Lorsqu’il lâche cette petite bombe à la reprise de son procès, le 4 septembre, Jérôme Cahuzac sait sans doute qu’il ne sera pas cru. Il parle de son premier compte en Suisse, ouvert en 1992. A l’époque, il vient de quitter le cabinet de Claude Evin, rocardien historique et ministre de la Santé dans le gouvernement Rocard, lequel vient d’être remplacé à Matignon par Edith Cresson. Personne ne doute alors que l’homme de la « deuxième gauche » sera candidat, et cette fois jusqu’au bout, à la présidentielle, de 1995.

Une échéance de cette ampleur se prépare largement en amont, notamment sur le plan financier. Les sommes qu’exige une campagne nationale excèdent largement les possibilités militantes, et même les subventions allouées par l’Etat aux partis depuis la nouvelle loi (rocardienne du reste) de 1990.

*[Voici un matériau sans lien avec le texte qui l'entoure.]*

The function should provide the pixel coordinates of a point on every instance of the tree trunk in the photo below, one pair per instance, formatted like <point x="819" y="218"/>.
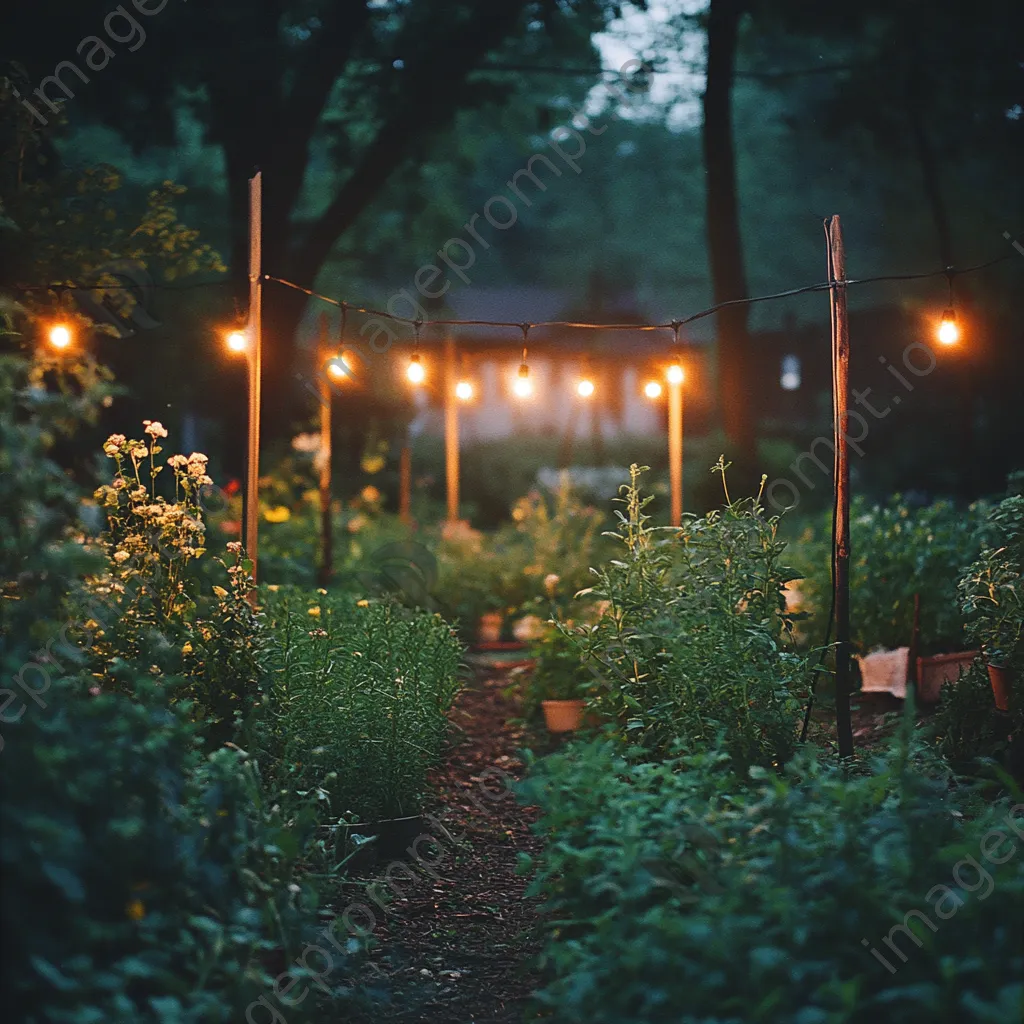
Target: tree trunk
<point x="724" y="241"/>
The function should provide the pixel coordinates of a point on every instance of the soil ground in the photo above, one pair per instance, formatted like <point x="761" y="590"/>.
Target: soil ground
<point x="456" y="945"/>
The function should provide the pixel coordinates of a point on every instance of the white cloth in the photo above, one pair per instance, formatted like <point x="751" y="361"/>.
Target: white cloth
<point x="885" y="672"/>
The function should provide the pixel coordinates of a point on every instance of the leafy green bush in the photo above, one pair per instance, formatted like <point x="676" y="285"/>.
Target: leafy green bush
<point x="693" y="637"/>
<point x="151" y="605"/>
<point x="967" y="725"/>
<point x="992" y="588"/>
<point x="675" y="893"/>
<point x="898" y="551"/>
<point x="357" y="707"/>
<point x="140" y="880"/>
<point x="545" y="554"/>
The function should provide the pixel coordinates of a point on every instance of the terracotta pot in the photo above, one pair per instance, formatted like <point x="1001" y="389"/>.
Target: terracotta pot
<point x="998" y="676"/>
<point x="933" y="672"/>
<point x="562" y="716"/>
<point x="489" y="630"/>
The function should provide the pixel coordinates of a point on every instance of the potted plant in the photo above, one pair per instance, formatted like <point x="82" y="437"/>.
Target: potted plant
<point x="991" y="595"/>
<point x="560" y="682"/>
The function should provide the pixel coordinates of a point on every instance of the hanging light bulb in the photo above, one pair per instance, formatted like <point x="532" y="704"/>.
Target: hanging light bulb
<point x="416" y="373"/>
<point x="59" y="336"/>
<point x="948" y="332"/>
<point x="237" y="341"/>
<point x="523" y="386"/>
<point x="339" y="367"/>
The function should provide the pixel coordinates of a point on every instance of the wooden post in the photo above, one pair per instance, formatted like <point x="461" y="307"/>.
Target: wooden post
<point x="451" y="431"/>
<point x="841" y="569"/>
<point x="255" y="366"/>
<point x="406" y="482"/>
<point x="327" y="538"/>
<point x="676" y="450"/>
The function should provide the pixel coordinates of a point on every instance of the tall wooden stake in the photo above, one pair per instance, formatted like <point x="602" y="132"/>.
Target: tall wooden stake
<point x="676" y="451"/>
<point x="406" y="483"/>
<point x="451" y="431"/>
<point x="327" y="538"/>
<point x="841" y="569"/>
<point x="255" y="365"/>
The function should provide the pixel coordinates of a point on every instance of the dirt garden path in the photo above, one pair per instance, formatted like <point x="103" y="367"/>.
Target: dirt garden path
<point x="457" y="948"/>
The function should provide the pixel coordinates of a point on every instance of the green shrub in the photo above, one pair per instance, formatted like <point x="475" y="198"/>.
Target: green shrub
<point x="693" y="637"/>
<point x="153" y="607"/>
<point x="967" y="726"/>
<point x="357" y="708"/>
<point x="140" y="881"/>
<point x="675" y="893"/>
<point x="992" y="588"/>
<point x="898" y="551"/>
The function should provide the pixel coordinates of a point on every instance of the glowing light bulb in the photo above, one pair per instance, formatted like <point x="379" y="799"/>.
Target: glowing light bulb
<point x="416" y="373"/>
<point x="523" y="386"/>
<point x="339" y="367"/>
<point x="948" y="333"/>
<point x="237" y="341"/>
<point x="59" y="336"/>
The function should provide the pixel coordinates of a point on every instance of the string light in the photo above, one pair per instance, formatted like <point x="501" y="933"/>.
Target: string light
<point x="59" y="336"/>
<point x="522" y="386"/>
<point x="948" y="332"/>
<point x="237" y="341"/>
<point x="415" y="372"/>
<point x="339" y="367"/>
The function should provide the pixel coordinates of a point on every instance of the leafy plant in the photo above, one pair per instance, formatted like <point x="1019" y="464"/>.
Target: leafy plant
<point x="678" y="891"/>
<point x="899" y="551"/>
<point x="357" y="709"/>
<point x="992" y="591"/>
<point x="693" y="638"/>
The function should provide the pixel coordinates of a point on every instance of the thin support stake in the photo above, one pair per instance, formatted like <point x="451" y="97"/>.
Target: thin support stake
<point x="841" y="574"/>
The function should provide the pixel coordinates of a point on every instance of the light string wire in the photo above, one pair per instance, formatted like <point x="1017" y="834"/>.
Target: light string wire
<point x="673" y="325"/>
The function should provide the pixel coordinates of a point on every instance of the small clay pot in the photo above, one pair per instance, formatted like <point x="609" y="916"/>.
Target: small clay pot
<point x="999" y="677"/>
<point x="489" y="629"/>
<point x="562" y="716"/>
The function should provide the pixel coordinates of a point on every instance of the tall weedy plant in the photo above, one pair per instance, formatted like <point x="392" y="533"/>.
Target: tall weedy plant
<point x="694" y="640"/>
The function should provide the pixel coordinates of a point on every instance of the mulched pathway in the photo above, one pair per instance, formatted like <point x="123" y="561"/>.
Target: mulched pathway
<point x="457" y="947"/>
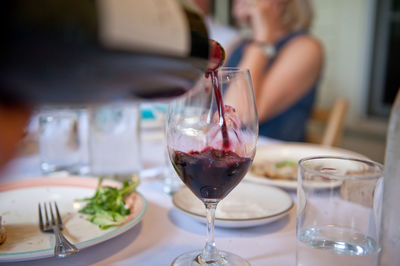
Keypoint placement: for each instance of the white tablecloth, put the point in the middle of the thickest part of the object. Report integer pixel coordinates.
(164, 233)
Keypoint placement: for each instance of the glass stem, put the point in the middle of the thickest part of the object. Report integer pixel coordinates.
(210, 253)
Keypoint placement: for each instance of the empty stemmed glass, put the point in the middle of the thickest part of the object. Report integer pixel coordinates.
(211, 138)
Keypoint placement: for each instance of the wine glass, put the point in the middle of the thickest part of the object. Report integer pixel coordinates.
(211, 139)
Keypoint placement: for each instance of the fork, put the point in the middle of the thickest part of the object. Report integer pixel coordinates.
(62, 247)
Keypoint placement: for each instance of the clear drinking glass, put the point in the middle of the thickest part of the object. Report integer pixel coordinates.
(339, 224)
(62, 142)
(211, 154)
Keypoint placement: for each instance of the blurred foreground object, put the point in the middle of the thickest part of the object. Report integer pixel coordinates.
(391, 195)
(71, 51)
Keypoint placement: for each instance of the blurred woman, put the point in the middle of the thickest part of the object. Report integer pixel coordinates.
(285, 62)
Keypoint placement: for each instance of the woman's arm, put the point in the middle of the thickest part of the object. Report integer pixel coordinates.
(292, 75)
(294, 71)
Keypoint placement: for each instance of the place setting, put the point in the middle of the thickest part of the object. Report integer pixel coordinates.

Tout candidat, Rocard comme tout autre, est donc conduit à se constituer un bas de laine et, bien sûr, il y a des hommes pour ça. Jamais le candidat ne s’expose lui-même dans des opérations douteuses, voire illégales. Ce qu’explique aujourd’hui l’accusé à ses juges, c’est que Rocard n’était pas au courant de ce compte suisse, alimenté par les labos pharmaceutiques que lui, Cahuzac, était chargé de démarcher. « Du reste, précise-t-il, ils arrosent tous les partis. »

Chargé par qui ? Il ne le dira pas. Tous ceux qui connaissent un peu la rocardie ont quelques idées là-dessus, qu’ils gardent eux aussi pour eux. C’est la loi du genre.

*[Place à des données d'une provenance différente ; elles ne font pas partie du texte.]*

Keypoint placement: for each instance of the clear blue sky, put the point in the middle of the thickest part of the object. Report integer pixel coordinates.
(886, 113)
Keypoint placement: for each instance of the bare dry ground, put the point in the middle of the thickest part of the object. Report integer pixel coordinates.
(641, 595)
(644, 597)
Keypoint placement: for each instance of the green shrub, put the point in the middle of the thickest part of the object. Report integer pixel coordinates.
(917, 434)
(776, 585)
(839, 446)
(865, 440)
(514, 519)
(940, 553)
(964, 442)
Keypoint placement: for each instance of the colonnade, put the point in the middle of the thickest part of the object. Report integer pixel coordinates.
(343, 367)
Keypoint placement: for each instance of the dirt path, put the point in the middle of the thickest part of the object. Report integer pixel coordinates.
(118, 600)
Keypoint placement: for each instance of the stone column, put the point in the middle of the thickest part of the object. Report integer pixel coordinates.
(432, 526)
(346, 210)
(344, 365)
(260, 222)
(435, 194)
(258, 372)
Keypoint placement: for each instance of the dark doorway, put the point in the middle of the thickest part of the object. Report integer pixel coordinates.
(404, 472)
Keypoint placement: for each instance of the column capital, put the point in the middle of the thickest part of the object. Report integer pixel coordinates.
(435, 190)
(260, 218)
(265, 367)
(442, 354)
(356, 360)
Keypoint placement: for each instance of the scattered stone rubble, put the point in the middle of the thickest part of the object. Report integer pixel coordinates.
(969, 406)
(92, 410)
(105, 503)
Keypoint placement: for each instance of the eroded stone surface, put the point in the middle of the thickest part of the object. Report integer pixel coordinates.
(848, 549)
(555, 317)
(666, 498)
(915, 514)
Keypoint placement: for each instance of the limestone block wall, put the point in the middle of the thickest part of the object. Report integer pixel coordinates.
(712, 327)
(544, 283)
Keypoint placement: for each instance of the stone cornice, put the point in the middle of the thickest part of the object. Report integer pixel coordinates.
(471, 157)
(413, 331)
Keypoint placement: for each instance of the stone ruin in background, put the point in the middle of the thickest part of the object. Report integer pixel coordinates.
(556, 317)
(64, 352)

Ce possible financement politique avait déjà été évoqué lors des premières révélations de Mediapart, aux tous débuts de l’affaire (fin 2012), sans que rien ne puisse être prouvé.

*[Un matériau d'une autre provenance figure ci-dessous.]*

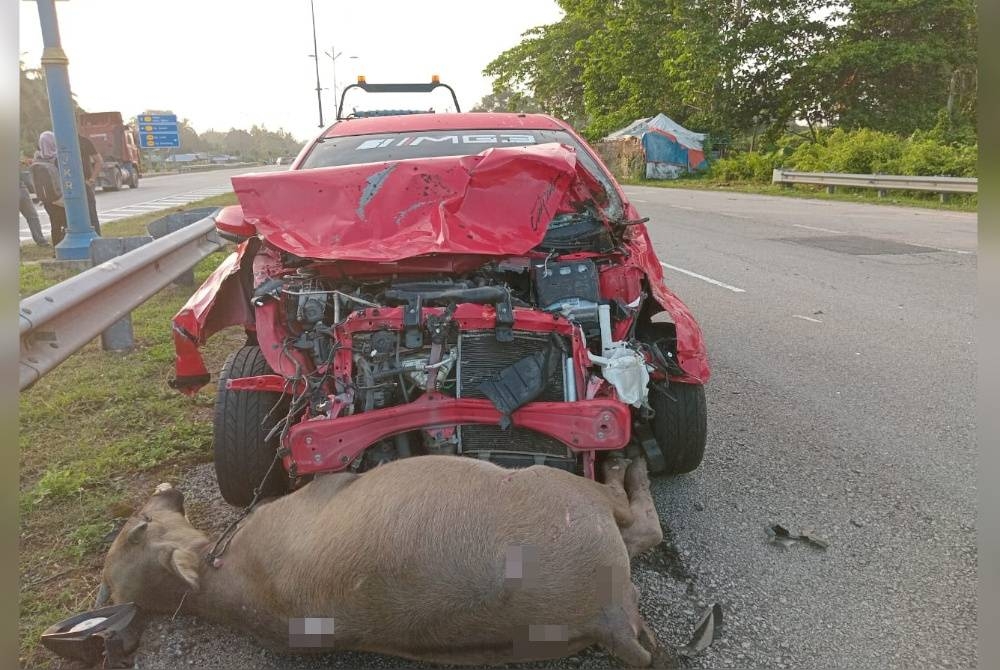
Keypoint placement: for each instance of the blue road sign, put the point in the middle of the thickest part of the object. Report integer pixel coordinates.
(157, 140)
(157, 118)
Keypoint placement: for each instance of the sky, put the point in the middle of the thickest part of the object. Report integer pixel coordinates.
(235, 63)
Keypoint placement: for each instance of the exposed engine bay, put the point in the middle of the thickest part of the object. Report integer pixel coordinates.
(360, 365)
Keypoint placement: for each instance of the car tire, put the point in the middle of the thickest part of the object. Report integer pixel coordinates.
(242, 421)
(680, 426)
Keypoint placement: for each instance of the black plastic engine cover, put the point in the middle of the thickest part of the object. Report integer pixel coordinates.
(517, 384)
(565, 280)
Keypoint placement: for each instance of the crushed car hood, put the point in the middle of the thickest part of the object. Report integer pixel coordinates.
(498, 202)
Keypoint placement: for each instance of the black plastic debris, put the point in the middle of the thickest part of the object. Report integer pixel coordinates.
(105, 637)
(709, 626)
(782, 537)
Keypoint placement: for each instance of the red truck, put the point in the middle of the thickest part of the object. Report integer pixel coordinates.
(117, 144)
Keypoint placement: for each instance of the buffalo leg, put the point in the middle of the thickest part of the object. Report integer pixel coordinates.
(645, 532)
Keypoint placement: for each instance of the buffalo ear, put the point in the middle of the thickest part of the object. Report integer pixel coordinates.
(137, 532)
(185, 563)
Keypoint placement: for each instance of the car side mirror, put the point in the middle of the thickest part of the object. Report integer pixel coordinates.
(232, 226)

Aujourd’hui, pas plus qu’hier, on ne trouvera la moindre preuve de ce qu’avance l’ancien ministre du budget du gouvernement Ayrault. Et comme il a beaucoup menti avant ses aveux tardifs, il est facile de l’enfoncer.

Avec cette circonstance aggravante qu’entretemps, le 2 juillet, Michel Rocard est mort !

Indignation générale : non seulement ce salopard met en cause un défunt, mais il salit une icône, un des rares politiques français considérés comme moralement irréprochable … Parmi les plus indignés, Valls et Macron, qui se disputent son héritage politique.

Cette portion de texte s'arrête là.